3. Underestimate the challenges (and costs) of scaling infrastructure
While the CEO is undoubtedly going to be skipping with glee when the user base starts spiking, the CTO is likely to be looking a little worried, and their first concern is probably going to be your hosting platform.
While services like AWS and Azure are designed to facilitate companies scaling, and offer a range of ‘off the shelf’ services like machine learning AI, they come at a cost.
And according to Red Hat CEO Jim Whitehurst, these public cloud services are ‘obscenely expensive’ at scale, especially if using compute-heavy services like AI. As such, while many companies will not have the resources to build their own data centers and servers, it is advisable to check out a range of platforms such as Heroku and Lambda rather than automatically going with one of the ‘Big Five.’
The next headache is most likely going to be your company’s databases.
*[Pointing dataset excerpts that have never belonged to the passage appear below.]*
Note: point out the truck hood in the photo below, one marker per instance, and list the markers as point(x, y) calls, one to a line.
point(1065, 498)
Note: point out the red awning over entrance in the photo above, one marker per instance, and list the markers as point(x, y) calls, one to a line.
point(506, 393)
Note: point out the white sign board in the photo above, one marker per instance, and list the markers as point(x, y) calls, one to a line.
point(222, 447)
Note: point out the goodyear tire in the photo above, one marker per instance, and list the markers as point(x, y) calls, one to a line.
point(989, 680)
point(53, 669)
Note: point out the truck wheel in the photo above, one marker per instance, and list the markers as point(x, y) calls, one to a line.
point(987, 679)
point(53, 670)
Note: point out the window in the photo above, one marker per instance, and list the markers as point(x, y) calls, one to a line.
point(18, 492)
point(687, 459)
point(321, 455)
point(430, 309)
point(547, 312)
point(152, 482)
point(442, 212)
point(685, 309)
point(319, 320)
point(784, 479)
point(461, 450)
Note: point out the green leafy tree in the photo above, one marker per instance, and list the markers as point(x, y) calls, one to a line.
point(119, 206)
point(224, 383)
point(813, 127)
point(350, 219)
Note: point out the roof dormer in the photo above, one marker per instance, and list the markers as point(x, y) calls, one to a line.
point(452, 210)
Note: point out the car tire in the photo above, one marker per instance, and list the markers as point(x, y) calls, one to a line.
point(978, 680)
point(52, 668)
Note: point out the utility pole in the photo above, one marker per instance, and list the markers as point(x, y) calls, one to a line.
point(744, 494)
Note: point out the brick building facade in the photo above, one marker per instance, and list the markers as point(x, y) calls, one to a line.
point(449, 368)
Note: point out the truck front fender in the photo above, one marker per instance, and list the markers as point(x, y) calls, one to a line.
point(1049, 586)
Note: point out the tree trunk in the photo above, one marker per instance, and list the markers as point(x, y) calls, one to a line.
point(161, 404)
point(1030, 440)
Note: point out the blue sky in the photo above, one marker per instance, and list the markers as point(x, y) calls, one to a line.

While NoSQL databases like MongoDB and Cassandra are easier to scale, SQL databases like MySQL, PostgresQL, and Oracle can be trickier. However, regardless of what database you’re using, it is going to pose a lot of work, and will require the expertise of database engineers which are in high demand, and expensive to hire.
But at the end of the day, there is no getting past it: you need to have a solid infrastructure to be scalable. If your infrastructure is not strong enough, and your tool or app suddenly receives a lot of traffic, the servers won’t be able to service or provide access to a website, and this will affect the over-performance of the platforms.
The ‘quick fix’ is to choose a fully managed database provider like Google’s Firebase, MongoDB mLab, or Amazon RDS; however, like with ‘off the shelf’ cloud solutions, these will be expensive. But for those who want to keep things in-house, I would recommend scaling horizontally harnessing cloud services.
If you decide to manage your infrastructure inhouse, it’s always important to have a plan in place to deal with a potential flood of requests, so that your technicians know exactly the capacity of your servers, and are ready to bring more online quickly in the case of a surge in users. It’s also worth training for all eventualities, for example, if your servers go down during a surge so that your team can react in a calm and collected manner, when disaster strikes.
Opportunity often arises when least expected, and one of the challenges of running a business is responding to unexpected events in a calm, organized manner. If startups take the time to monitor metrics and traffic, then there should be warning signs that allow them to prepare for tsunamis of traffic at short notice.
However, the only ‘silver bullet’ response is to build your team, services and infrastructure in a strong, sustainable manner from day one, rather than making quick fixes and cutting corners, only to find yourself weighed down by mountains of technical debt. After all, the best way to avoid danger zones is to have them mapped on your product roadmap from the very beginning.